In 1906 Upton Sinclair shook the late-Victorian social culture with his muckraking novel, The Jungle. The conflict of his story revolves around the fortunes of Jurgis Rudkus, a young Lithuanian immigrant who comes to America with his fiancée and family in search of a better life. Rudkus soon finds himself working in the Chicago stockyards, and he is caught up in a ruthless political system which ultimately degraded and impoverished him. Sinclair’s descriptions of the meat-packing industry’s filthy killing-beds and fertilization process prompted a change to food hygiene laws in the United States. However, beneath the surface of the family’s story lies Sinclair’s attacks on the early twentieth century view about capitalism and corporate America. Sinclair seeks to change America through the symbolism, motifs, and themes of The Jungle.
Symbolism appears with the use of the stockyards, rotten meat, and the jungle image. The most important symbol is the animal pens and slaughterhouses of Packingtown which represent the plight of the working class. Just as animals are forced into pens and then killed, so too are immigrant workers forced into capitalism only to be slowly beaten down and destroyed. Rudkus knows that other immigrants have failed to get the demanding stockyard jobs, but he depends on his strength and health, a strategy that works until the long, hard years take their toll (23). Generations of immigrants were ruined by slaughterhouse work only to be replaced by newer, fresher immigrants.
Rotten meat is another symbol used by Sinclair to represent the corruption of capitalism and the hypocrisy of the American Dream. Just as the cans have shiny surfaces to mask the rotten meat inside, so too American capitalism presents an attractive face to immigrants, but all they find is rot and corruption. In the end, the rotten meat symbol’s biggest effect on the American society was the passage of the Pure Food and Drug Act of 1906 which was poetic irony.
Sinclair’s jungle symbolism means the competitive nature of capitalism. Social Darwinism was at its zenith in the beginning of the twentieth century, so Sinclair pictures Packingtown as a Darwinian jungle where the strong prey upon the weak in a fight for survival.

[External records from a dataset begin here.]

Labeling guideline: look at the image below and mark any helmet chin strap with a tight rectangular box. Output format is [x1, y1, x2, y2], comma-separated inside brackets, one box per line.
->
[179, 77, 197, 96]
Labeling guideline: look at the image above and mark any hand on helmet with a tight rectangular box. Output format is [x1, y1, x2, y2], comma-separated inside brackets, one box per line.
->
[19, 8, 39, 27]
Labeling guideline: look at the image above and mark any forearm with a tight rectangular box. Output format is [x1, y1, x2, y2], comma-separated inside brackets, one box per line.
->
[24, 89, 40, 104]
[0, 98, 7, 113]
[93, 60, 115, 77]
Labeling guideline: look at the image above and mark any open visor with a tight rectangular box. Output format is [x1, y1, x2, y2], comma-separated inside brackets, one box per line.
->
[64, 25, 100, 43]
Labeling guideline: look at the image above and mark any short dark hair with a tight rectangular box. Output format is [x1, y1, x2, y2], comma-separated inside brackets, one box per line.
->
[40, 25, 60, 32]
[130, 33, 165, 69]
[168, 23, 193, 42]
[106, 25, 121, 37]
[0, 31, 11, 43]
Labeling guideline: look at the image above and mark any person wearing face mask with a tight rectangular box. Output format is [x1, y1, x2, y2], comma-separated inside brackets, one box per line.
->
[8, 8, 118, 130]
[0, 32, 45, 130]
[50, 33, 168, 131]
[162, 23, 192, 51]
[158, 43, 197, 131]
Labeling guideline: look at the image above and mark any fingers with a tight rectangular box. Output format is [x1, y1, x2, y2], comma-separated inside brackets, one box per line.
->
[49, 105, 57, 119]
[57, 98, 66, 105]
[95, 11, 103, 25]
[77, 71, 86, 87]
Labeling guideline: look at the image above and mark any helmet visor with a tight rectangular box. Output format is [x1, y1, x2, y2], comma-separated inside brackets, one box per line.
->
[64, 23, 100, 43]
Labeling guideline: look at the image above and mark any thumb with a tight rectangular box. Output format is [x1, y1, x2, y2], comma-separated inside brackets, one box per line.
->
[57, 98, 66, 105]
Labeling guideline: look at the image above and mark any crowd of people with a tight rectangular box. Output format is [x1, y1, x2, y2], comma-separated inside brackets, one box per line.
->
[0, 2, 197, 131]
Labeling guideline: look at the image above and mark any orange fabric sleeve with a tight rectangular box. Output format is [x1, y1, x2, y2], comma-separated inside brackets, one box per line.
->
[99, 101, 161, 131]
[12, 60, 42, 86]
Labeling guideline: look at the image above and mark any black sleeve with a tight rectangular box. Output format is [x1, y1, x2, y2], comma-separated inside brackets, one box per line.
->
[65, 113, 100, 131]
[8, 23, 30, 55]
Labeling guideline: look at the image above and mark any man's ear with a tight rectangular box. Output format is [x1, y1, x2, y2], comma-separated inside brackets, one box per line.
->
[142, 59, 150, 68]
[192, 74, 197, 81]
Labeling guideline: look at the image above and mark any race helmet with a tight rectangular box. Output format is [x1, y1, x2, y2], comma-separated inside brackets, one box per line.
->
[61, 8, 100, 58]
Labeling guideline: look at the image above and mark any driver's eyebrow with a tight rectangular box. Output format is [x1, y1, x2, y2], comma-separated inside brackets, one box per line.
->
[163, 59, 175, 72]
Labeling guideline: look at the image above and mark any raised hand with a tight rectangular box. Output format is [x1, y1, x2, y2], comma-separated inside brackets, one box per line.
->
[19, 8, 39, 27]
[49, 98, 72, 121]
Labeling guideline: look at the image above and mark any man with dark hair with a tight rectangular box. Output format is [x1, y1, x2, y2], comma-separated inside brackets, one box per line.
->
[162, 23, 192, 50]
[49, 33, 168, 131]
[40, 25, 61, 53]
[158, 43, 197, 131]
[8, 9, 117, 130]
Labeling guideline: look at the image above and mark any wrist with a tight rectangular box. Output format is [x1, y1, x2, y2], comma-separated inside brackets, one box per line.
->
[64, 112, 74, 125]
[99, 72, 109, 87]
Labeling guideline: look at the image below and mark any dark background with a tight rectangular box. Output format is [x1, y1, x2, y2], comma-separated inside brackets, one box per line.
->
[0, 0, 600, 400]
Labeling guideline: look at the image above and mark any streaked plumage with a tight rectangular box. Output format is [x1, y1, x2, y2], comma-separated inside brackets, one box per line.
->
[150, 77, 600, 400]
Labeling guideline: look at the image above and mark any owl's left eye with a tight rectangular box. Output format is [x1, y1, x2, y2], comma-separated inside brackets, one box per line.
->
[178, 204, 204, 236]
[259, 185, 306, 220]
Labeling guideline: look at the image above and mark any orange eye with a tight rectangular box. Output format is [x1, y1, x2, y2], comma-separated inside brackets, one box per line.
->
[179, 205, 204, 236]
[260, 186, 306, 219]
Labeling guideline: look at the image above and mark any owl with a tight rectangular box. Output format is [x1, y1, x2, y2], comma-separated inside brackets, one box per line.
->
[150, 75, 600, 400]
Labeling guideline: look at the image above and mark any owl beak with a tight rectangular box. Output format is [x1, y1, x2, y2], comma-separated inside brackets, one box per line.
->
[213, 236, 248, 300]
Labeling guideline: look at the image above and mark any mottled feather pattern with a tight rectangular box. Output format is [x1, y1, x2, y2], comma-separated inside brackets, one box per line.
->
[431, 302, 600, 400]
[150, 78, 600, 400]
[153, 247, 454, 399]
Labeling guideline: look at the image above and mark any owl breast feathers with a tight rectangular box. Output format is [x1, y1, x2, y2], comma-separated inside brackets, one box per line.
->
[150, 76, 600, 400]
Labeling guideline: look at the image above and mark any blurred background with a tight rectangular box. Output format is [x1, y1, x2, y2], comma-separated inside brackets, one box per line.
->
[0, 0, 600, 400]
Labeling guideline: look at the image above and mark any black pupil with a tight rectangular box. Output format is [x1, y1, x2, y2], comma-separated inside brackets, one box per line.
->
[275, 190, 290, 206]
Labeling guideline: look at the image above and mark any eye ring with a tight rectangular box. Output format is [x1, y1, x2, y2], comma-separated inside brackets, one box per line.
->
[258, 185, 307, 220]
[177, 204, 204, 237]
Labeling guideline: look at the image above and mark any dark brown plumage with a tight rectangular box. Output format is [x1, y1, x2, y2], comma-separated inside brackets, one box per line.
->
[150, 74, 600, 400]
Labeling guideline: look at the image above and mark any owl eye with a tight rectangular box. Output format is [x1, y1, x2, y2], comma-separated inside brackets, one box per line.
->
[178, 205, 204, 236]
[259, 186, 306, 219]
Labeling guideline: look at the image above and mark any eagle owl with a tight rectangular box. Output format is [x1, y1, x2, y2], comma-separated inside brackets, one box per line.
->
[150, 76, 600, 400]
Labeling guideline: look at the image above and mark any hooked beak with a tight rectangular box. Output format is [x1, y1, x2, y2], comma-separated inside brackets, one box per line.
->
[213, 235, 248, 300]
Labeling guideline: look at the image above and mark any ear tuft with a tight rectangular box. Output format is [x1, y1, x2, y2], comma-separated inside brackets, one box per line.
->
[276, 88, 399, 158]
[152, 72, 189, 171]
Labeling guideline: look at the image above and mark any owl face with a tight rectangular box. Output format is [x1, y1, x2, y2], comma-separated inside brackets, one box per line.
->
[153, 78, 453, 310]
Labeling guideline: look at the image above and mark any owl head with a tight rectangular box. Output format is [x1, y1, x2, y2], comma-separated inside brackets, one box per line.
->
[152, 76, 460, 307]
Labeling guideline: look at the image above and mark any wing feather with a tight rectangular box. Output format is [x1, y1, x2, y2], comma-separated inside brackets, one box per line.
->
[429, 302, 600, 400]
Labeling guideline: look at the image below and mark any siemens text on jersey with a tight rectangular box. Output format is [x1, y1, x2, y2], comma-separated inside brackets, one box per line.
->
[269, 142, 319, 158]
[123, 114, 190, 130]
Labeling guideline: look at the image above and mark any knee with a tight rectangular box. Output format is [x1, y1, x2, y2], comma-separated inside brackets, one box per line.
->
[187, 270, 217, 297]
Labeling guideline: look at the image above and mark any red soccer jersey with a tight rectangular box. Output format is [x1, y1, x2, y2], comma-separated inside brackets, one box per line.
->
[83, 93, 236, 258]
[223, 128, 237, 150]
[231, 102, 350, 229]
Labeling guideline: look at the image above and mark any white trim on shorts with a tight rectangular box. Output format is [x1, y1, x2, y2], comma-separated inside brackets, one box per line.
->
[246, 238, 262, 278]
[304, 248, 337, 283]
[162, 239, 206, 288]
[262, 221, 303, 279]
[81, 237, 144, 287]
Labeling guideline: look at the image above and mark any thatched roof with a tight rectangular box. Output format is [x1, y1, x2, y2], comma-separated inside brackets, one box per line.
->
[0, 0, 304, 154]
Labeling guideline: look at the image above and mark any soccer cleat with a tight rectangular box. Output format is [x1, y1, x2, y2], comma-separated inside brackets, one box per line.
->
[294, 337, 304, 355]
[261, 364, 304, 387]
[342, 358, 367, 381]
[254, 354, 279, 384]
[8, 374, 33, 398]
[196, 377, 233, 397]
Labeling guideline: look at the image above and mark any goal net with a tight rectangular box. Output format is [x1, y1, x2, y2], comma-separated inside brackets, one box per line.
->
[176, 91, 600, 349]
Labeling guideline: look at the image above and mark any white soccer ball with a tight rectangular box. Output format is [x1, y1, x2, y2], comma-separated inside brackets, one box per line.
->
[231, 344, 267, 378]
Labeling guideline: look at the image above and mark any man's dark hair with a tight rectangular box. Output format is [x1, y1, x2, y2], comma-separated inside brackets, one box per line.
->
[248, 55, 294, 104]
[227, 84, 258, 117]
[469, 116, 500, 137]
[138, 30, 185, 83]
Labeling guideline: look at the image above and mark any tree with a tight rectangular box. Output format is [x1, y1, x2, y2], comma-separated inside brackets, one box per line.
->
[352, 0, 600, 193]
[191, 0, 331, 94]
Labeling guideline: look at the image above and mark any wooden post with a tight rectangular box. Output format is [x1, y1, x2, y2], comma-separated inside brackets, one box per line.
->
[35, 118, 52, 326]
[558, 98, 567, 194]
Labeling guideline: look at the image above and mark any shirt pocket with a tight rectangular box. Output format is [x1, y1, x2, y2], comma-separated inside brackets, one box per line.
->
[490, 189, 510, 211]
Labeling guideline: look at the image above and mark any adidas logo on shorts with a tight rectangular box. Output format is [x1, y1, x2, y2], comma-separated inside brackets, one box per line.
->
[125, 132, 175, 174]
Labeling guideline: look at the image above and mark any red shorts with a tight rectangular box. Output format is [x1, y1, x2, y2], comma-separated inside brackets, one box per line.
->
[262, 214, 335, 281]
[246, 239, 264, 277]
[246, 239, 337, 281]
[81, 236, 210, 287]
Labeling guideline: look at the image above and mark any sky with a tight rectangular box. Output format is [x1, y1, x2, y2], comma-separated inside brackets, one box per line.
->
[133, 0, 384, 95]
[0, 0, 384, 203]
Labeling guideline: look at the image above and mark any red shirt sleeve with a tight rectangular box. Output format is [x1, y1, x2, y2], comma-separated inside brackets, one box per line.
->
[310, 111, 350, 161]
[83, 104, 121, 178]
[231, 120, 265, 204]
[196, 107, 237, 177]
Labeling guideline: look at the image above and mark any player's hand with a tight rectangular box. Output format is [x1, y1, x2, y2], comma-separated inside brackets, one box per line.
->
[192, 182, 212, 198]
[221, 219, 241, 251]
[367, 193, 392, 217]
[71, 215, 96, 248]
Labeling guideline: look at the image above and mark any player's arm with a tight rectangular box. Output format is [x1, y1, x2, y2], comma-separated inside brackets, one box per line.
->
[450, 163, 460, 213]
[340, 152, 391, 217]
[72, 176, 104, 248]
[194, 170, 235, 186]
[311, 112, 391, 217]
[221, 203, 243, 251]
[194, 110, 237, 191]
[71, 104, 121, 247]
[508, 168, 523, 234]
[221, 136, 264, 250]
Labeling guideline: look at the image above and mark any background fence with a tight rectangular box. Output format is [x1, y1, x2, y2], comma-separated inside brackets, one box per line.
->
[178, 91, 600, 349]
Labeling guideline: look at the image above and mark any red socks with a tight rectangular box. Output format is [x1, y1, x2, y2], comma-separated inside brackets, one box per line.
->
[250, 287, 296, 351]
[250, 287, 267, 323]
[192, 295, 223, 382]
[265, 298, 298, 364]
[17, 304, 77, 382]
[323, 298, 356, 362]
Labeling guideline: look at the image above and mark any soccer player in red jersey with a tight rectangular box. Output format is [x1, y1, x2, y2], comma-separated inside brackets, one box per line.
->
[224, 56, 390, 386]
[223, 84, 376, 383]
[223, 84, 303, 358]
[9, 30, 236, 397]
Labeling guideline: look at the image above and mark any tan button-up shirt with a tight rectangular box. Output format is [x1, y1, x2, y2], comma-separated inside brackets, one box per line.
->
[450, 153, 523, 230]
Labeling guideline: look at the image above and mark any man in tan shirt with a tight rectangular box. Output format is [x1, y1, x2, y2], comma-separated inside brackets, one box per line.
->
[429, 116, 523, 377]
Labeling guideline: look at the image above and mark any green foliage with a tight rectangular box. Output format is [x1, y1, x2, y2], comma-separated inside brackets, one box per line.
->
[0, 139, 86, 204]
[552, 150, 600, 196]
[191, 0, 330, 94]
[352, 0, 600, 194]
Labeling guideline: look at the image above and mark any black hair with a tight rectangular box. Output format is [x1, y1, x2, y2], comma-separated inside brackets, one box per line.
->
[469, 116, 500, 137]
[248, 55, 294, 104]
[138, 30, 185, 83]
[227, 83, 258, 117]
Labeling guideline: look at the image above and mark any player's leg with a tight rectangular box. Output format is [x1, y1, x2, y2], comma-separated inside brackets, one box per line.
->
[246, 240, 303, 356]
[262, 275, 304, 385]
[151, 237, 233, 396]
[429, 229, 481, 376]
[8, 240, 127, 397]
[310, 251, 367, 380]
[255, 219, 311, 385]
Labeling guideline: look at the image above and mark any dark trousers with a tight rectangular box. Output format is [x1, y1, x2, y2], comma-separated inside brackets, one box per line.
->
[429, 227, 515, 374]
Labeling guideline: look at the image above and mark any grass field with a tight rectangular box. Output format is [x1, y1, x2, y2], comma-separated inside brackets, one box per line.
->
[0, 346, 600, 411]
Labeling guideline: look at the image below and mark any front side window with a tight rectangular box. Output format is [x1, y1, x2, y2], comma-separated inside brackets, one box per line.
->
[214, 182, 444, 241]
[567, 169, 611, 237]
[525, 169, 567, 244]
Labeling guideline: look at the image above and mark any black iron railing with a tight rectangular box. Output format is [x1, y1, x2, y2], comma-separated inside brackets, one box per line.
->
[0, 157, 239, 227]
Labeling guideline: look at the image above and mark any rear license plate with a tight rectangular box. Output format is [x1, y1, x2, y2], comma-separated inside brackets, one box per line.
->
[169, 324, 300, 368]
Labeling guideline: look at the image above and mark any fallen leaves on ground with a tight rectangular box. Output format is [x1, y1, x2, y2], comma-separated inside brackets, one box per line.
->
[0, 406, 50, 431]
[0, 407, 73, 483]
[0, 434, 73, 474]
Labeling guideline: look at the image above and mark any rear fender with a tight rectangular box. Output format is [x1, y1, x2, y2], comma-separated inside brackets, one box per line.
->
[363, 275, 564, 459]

However, Sinclair believes that the strong are not the best of mankind, but the worst and most corrupt of all.
Sinclair also addresses the two motifs of family and tradition versus corruption. He positively portrays the family and social traditions of the Rudkus family such as the wedding feast in the beginning of the book. Despite the hardships that attack the family, including famine and death of loved ones, the strength of the grandmother holds the family together. Family and tradition prevail for a time.
Although familial ties are strong, corruption increases around the Rudkus family. The few lawmakers the family interacts with were corrupt (ix). At the beginning of the novel, corruption remains hidden; but by the end of the story, corruption is revealed in all its ugliness. Rudkus transitions from a hard-working, loving father into a thief, strikebreaker, and political agent. The whole family is subjected to swindles, manipulation, and immorality. Sinclair contrasts the original family values with the deep tragedy and hopelessness that capitalism produced.
Sinclair also embraces two themes in his novel to promote his political views: socialism as a remedy for the evils of capitalism and the immigrant experience in pursuing the hollow American Dream. The main theme of The Jungle is the evil of capitalism. The economic and social systems of the Chicago landscape slowly annihilates Rudkus’s family. When Rudkus discovers socialist politics, it is clear that Sinclair means to persuade the reader that socialism answered the problems of capitalism (291-298). Every aspect of the story discredits capitalism with the desire to embrace socialism.
Sinclair also pursues the immigrant experience and the hollowness of the American Dream. Since the largest wave of immigration during the early twentieth century came from Eastern Europe, Sinclair writes about a Lithuanian immigrant family. Rudkus’s family comes to America on the promise of high wages and a happy, good life (25). The family firmly believes that hard work and morality will bring success. Once in America, however, the Rudkus family is rejected, exploited, and ruined. Sinclair uses the disintegration of the family to illustrate his beliefs that capitalism destroys the very dream it claims to offer.
Sinclair’s The Jungle fits into American social history by offering a window into the muckraking journalism of the early twentieth century. By making the Victorian public aware of the labor camp, Sinclair became a muckraking reformer whose greatest gift to society was the passage of the Pure Food and Drugs and Meats Inspection Acts of 1906. Sinclair wrote The Jungle to persuade America to embrace socialism, but Americans missed his message. Instead, they passed legislation regulating the meat-packing industry to protect themselves from rotten food. Sinclair later mourned that “I aimed for the public’s heart, and by accident I hit it in the stomach” (Horowitz 59).
– Hannah S. Bowers
Horowitz, David. The People’s Voice: A Populist Cultural History of Modern America. Cornwall-on-Hudson, NY: Sloan Publishing, 2008.
Sinclair, Upton. The Jungle. New York: Oxford University Press, 2010.